Screen Shot 2021-06-14 at 1.49.33 PM

Screen Shot 2021-06-14 at 1.48.24 PM

Our database was unresponsive for 6 hrs. From our application log, we see a bunch of transaction_timeout. The downtime corresponds to the HA Moving Data graph and seems to be caused by the Role Changes.

Our setup:

  Redundancy mode        - double
  Storage engine         - ssd-1
  Coordinators           - 3

  FoundationDB processes - 6
  Zones                  - 3
  Machines               - 3

The two processes on each machine do not have roles specified.
FDB version is 6.2 (v6.2.20).

Unfortunately, we do not have trace logs at the time. Can you provide insight as to what might be the cause of this downtime? Are we looking at the right metrics?

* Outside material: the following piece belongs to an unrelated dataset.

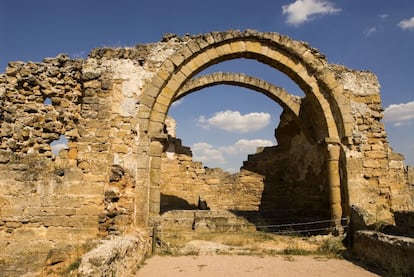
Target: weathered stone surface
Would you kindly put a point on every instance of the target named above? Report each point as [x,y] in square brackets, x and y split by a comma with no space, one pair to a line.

Our status details also show high %disk IO, but our other metrics indicate that there is plenty of IO headroom. How is this metric calculated?

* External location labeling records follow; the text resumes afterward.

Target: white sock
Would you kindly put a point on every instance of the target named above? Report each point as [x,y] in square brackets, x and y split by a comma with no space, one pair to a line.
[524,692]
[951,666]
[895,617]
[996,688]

Process performance details: ( 51% cpu; 36% machine; 0.114 Gbps; 98% disk IO; 4.3 GB / 13.2 GB RAM ) ( 29% cpu; 36% machine; 0.114 Gbps; 98% disk IO; 5.9 GB / 13.2 GB RAM ) ( 26% cpu; 43% machine; 0.222 Gbps; 99% disk IO; 6.4 GB / 13.2 GB RAM ) ( 73% cpu; 43% machine; 0.222 Gbps; 98% disk IO; 4.9 GB / 13.2 GB RAM ) ( 86% cpu; 48% machine; 0.226 Gbps; 98% disk IO; 5.3 GB / 13.3 GB RAM ) ( 37% cpu; 48% machine; 0.226 Gbps; 99% disk IO; 4.5 GB / 13.3 GB RAM )

We also noticed that during the down time, read was at a reduced capacity, but no commit was happening.

We read this from /proc/diskstats. How good of an indication this value is, we found, depends a lot on the type of disk you’re using. What kind of disk are you using? Is this a local SSD or something like EBS?

This is on AWS, on EBS volume. We read the commit and read value from the fdbcli itself.
fdbcli.cluster.workload.transactions.committed.hz was 0
fdbcli.cluster.workload.operations.reads.hz was 10% of its original rate.
We also noticed that fdbcli.cluster.degraded.processes was incremented by 1 at the start of the downtime.

Regarding to the diskio metrics, we read it from telegraf diskio plugin, which I believe read from /proc/diskstats on linux system.

that is weird, we found on EBS that the disk metrics are quite reliable – but they are not exactly the same as IOPS (as reported by AWS). You can find the code how we collect these here

thanks. given that if diskio % is disk_time_spent_in_io / elapsed_time, then the metric does match up. I thought it was IOPS used / IOPS available via EBS provision. High disk util is somewhat expected.

Seems like during the downtime, disk util is also minimum. Going back to the main question, do you have a clue on this issue?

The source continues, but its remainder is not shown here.